Ouvir as histórias de viagem das pessoas que encontrava no caminho me fazia querer ir cada vez mais longe, era a energia que eu precisava.  Em algum momento que não sei precisar decidi que iria até o Uruguai. Talvez Argentina. Por que não Atacama? Bem, já estávamos falando em cruzar o deserto, existiam algumas limitações, mas naquele momento elas pouco importavam, eu já estava na estrada e tudo que eu queria era aproveitar a oportunidade ao máximo. Ouvimos que o maior desafio é dar o primeiro passo e é a mais pura verdade.

 

Comprei um caderninho para anotar os lugares imperdíveis e as dicas do Glauber e fui deixando que os pensamentos fluíssem livremente. Sim, eu iria até o Uruguai. Com a liberdade de virar e voltar quando sentisse vontade. Ou avançar um pouco mais, quem sabe. O importante naquele momento eram as possibilidades abertas. Provei a liberdade. E gostei.

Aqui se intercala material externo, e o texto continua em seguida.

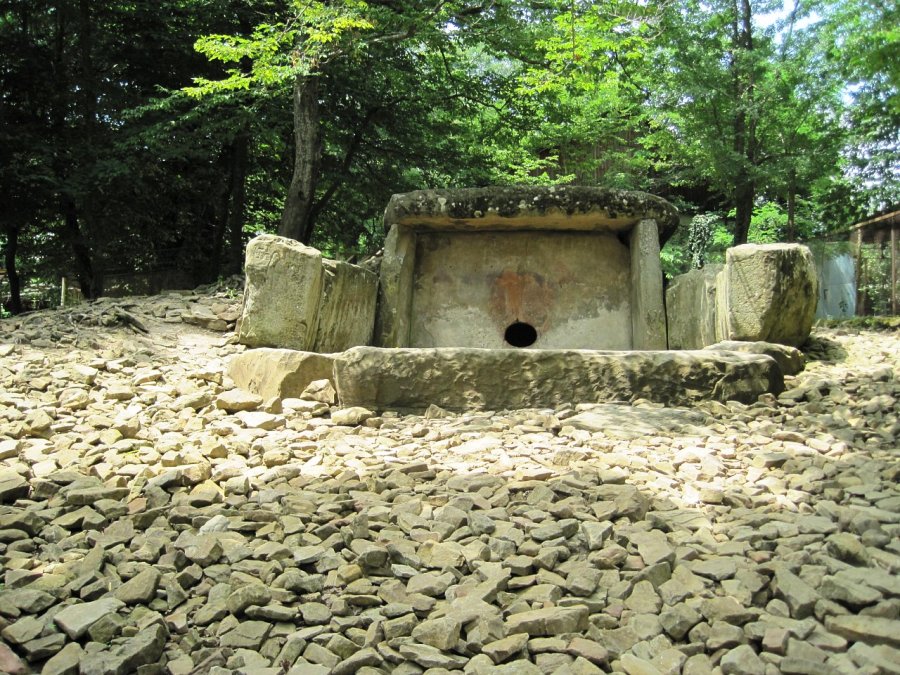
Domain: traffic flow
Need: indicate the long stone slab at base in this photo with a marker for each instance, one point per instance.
(410, 379)
(465, 379)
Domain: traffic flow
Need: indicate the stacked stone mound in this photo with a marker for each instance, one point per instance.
(153, 519)
(216, 308)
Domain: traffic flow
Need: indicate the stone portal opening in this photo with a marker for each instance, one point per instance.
(520, 334)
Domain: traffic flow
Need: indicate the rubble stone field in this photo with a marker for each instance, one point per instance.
(154, 519)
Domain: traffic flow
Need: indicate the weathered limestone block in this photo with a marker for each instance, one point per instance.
(789, 359)
(648, 317)
(463, 267)
(395, 288)
(281, 373)
(295, 299)
(691, 309)
(764, 293)
(770, 293)
(532, 207)
(463, 379)
(282, 293)
(347, 308)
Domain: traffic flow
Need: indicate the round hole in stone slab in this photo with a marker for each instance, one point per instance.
(520, 334)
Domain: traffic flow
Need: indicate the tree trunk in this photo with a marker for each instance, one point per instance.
(84, 266)
(791, 234)
(297, 220)
(237, 212)
(744, 119)
(14, 304)
(744, 195)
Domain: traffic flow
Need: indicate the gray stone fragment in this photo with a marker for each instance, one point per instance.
(75, 620)
(548, 621)
(800, 596)
(140, 589)
(742, 660)
(871, 630)
(64, 662)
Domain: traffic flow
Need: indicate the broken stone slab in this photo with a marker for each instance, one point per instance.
(295, 299)
(790, 359)
(461, 379)
(691, 309)
(282, 294)
(770, 291)
(278, 373)
(347, 307)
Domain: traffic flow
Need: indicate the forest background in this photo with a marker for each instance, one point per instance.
(140, 135)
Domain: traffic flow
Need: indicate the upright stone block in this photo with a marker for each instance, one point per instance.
(648, 317)
(395, 290)
(282, 294)
(771, 293)
(347, 308)
(691, 309)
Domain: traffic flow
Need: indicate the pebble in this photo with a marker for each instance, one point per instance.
(155, 519)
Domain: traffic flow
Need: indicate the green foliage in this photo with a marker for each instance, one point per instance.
(169, 149)
(700, 234)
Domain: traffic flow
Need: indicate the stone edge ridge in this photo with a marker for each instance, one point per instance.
(492, 205)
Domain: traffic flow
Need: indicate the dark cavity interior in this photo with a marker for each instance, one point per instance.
(520, 334)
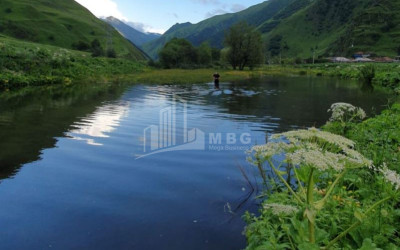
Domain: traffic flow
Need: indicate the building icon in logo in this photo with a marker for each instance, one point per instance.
(172, 133)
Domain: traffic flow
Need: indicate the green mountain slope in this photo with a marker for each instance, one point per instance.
(301, 28)
(130, 33)
(61, 23)
(214, 28)
(340, 27)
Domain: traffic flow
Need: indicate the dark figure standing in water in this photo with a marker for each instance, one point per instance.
(216, 80)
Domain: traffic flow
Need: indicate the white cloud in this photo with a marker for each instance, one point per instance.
(237, 7)
(102, 8)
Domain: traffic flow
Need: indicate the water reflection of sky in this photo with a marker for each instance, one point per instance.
(99, 124)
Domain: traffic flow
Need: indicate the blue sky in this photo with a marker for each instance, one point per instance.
(159, 15)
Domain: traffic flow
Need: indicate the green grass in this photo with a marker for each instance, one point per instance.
(24, 64)
(60, 23)
(213, 29)
(378, 138)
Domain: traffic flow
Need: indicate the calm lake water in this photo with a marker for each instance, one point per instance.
(70, 176)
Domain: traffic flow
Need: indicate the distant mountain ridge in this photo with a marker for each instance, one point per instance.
(61, 23)
(301, 28)
(213, 29)
(135, 36)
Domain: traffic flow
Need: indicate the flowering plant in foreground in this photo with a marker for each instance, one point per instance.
(345, 112)
(325, 191)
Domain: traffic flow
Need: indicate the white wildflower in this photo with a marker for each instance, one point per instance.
(391, 176)
(280, 209)
(344, 112)
(318, 149)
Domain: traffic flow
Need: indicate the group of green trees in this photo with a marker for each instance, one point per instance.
(243, 48)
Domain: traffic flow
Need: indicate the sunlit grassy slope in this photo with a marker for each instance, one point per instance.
(341, 27)
(213, 29)
(328, 27)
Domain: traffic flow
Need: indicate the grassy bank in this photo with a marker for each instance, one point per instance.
(25, 64)
(354, 207)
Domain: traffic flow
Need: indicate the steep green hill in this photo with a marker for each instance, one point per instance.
(214, 28)
(61, 23)
(301, 28)
(340, 27)
(130, 33)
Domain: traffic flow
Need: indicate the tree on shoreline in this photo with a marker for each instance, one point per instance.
(245, 46)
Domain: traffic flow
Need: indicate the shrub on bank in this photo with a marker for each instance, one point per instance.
(333, 196)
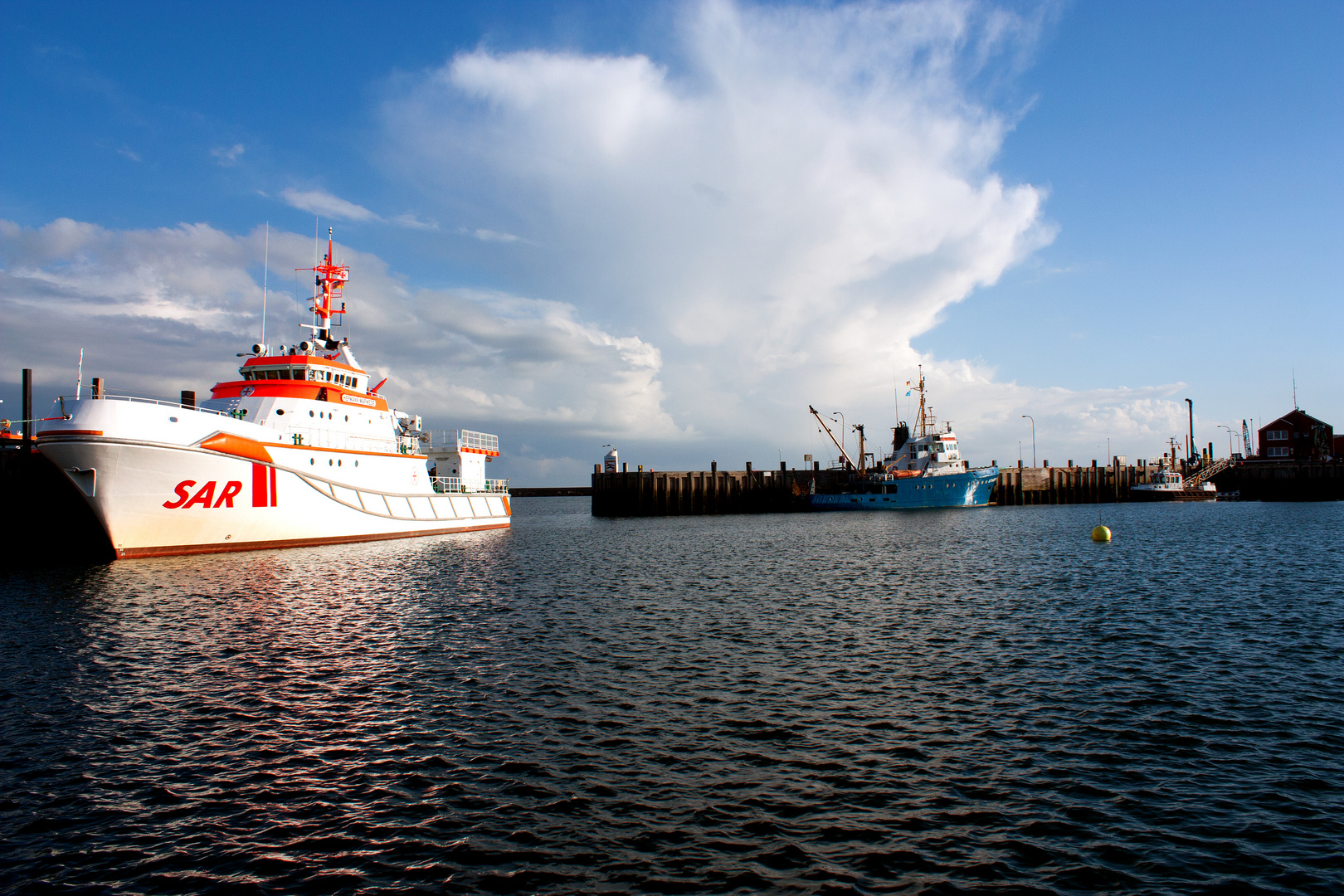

Passar o feriado com o Thiago e a mãe dele foi muito gostoso, apesar de corrido para eles que tinham data para voltar a São Paulo. E se eu tinha alguma dúvida em seguir ou não viajando, os dois estavam ali pra dizer: vá! Thiago se prontificou a cuidar dos meus gatos em casa e me incentivou assim como sempre incentiva na vida.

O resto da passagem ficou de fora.